Thursday, February 27, 2014

Day 140 – CA on The 'I've Gotta Do Something Else' Character

I commit myself to not accept and allow the 'I can only do this for so long character' to exist within and as me as I have seen, realized, and understood that this character was created by me through my participation in the belief, that I created, that 'I can only do the same thing for so long' and within that belief, I have created a limit, thus limiting myself, to how long I can do something before I go into the emotional / energetic experience of the 'I can only do this for so long character' that I scripted myself, that directs me and that I follow as a god over me, over life.

When and as I see myself going into the experience as an energy that 'I must do something else because have reached my limit', I stop and I breathe. I do not accept and allow myself to go into the experience as an energy that directs me and tells me what to do. Thus, I commit myself to stopping myself and breathing the moment that I see this energy / experience arise until I am clear, and then from a practical best-for-all perspective I direct me to do what is most affective without any regard for energy or feelings or beliefs that as these are of self-interest and don't support life as all as one as equal.

I commit myself to examine my beliefs and how they cause and create energy reactions and experiences as a consequence – and how withing holding beliefs, I become directed by them and a servant to them as they and the energetic outflows that direct me become my god.

When and as I see myself participating in ideas and beliefs – in other words when thoughts about things or myself come up that I cannot verify in physical reality and are not basic math, like 1 + 1 = 2, then I thus commit myself to release myself from the ideas and beliefs that I hold that are directing me through the energy as a feeling / experience they create as consequential outflow – through self-investigation, self-forgiveness, and corrective application.
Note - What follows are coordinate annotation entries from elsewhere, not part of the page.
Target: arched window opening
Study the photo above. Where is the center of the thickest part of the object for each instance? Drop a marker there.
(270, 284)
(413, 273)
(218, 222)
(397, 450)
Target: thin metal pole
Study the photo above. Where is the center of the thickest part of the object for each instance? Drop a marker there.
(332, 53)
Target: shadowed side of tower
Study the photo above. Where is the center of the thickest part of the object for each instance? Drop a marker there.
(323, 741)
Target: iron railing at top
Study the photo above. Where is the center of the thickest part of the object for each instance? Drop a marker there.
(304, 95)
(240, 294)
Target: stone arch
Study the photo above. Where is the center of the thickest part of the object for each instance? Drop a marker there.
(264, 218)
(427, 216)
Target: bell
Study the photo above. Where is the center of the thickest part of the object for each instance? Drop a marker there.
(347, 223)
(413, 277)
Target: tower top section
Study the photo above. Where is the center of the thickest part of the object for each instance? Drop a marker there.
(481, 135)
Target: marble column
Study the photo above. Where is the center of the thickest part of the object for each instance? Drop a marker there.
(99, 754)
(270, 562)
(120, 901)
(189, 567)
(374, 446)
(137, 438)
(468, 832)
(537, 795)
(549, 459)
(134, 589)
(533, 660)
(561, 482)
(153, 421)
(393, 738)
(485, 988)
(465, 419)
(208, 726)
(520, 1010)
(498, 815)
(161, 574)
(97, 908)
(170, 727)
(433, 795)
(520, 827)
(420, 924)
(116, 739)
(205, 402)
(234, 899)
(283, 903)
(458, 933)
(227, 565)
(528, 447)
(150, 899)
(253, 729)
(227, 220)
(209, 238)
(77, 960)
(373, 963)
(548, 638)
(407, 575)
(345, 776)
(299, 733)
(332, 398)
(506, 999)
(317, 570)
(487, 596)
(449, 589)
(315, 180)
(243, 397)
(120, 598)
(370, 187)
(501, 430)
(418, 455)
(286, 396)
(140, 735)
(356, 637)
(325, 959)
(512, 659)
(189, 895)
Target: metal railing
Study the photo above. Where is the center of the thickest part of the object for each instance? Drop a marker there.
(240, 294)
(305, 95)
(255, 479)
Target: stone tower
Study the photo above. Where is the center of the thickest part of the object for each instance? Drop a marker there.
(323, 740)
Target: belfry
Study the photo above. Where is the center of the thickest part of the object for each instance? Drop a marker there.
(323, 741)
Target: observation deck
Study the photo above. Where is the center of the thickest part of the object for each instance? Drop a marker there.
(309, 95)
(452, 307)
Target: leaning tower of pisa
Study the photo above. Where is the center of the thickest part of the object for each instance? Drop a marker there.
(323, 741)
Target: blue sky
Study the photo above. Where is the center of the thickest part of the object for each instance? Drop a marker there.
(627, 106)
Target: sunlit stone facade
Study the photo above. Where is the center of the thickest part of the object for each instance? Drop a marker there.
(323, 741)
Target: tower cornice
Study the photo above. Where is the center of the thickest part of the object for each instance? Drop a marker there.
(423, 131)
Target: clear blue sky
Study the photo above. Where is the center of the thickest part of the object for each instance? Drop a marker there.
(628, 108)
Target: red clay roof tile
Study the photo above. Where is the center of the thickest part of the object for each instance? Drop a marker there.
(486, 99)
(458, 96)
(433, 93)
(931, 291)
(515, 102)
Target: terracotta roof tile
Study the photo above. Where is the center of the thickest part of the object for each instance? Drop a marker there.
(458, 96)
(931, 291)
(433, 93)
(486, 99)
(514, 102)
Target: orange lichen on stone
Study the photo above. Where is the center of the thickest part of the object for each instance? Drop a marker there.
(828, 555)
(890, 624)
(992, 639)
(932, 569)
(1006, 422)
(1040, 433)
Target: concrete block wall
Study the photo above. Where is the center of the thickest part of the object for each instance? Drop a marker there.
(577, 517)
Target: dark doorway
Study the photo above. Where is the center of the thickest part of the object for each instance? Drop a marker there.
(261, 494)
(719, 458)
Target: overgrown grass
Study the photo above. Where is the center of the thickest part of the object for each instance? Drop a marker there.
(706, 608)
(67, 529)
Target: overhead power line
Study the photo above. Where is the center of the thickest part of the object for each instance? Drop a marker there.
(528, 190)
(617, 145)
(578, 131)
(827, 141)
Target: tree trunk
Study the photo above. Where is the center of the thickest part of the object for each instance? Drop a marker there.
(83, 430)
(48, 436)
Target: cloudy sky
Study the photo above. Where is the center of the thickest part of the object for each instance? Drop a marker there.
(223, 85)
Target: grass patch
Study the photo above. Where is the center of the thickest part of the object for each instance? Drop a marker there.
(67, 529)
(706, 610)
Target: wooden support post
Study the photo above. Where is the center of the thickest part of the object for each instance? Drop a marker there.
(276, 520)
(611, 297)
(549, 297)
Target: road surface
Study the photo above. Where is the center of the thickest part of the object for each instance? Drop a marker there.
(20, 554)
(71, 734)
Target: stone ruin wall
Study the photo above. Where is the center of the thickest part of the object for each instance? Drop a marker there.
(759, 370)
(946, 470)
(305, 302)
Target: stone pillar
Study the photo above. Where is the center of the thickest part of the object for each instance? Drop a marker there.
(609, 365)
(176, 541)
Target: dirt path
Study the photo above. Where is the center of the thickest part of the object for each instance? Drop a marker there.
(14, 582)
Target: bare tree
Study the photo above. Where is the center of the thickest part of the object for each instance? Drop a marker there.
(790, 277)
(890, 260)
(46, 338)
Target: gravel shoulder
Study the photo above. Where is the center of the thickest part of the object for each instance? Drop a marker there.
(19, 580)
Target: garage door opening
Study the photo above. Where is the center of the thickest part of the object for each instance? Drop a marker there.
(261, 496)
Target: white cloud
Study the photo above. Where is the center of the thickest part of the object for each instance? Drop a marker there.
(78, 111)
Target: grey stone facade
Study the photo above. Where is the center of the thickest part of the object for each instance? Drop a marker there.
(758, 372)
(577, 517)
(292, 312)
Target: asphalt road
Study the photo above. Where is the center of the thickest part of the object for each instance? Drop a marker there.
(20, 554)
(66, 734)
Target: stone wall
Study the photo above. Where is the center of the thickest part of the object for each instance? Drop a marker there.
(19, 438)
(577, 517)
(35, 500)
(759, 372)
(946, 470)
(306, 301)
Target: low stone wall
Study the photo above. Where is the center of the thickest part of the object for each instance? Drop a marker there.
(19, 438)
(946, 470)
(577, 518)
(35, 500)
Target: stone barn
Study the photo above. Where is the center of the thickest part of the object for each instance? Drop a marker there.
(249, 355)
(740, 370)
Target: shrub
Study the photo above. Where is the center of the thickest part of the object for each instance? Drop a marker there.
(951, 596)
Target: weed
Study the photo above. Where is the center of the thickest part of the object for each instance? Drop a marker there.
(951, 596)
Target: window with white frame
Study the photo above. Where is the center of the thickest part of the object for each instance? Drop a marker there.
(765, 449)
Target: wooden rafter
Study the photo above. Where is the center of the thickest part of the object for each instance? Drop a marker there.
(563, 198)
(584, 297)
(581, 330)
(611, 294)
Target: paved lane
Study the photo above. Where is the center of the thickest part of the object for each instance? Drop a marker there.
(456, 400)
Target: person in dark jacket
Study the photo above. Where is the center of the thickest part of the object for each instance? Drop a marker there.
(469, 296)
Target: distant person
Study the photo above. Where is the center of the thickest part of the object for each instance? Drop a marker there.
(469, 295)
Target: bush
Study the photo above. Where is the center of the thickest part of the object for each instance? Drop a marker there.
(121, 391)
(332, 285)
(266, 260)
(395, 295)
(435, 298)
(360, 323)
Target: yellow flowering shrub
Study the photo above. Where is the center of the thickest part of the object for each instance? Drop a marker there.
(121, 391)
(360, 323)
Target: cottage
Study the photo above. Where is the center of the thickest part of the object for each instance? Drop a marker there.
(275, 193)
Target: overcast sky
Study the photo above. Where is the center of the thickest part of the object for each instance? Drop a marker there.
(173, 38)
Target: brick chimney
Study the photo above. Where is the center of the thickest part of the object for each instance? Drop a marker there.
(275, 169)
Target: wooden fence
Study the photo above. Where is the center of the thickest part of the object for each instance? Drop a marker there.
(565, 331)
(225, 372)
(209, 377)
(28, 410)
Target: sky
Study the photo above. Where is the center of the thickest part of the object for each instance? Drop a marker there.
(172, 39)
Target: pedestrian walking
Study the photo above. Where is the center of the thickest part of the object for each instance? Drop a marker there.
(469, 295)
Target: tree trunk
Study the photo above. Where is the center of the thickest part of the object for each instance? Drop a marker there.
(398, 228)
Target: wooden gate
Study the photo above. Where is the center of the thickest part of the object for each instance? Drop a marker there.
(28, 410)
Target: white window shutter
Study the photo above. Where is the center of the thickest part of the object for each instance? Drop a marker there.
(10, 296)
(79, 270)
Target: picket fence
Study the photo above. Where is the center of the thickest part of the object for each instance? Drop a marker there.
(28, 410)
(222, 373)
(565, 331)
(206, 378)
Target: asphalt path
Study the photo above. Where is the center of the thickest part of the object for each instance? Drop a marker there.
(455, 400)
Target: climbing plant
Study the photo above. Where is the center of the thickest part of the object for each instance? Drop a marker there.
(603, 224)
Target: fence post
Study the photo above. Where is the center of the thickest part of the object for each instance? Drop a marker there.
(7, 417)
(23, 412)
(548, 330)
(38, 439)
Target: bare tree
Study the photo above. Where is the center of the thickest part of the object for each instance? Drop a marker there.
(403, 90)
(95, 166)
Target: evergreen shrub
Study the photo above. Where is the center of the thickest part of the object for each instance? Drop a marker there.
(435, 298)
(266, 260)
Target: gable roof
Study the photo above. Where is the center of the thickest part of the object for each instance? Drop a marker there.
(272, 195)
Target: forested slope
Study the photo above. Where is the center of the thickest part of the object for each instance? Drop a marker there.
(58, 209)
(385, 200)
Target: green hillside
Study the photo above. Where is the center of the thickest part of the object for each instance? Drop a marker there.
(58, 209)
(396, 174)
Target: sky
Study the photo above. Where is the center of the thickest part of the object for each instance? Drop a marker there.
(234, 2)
When and as I see myself validating the experience as a feeling that is created through my beliefs and ideas that I hold by defining myself within this feeling / experience as 'being bored' or 'not feeling right' – I stop and I breathe. I do not accept and allow myself to validate the energy as a feeling that is a consequential outflow of ideas and beliefs that I hold by defining myself as bored as if this entire experience is real independent of my participation in my own mind. And thus, I commit myself to deleting these thoughts and self-definitions as backchat that come up, as the come up, by simply breathing and reminding myself that I am right here and that I am the director of my life and of my experience – that I choose, and that I choose life and to live free of any energy experience directing me as my god.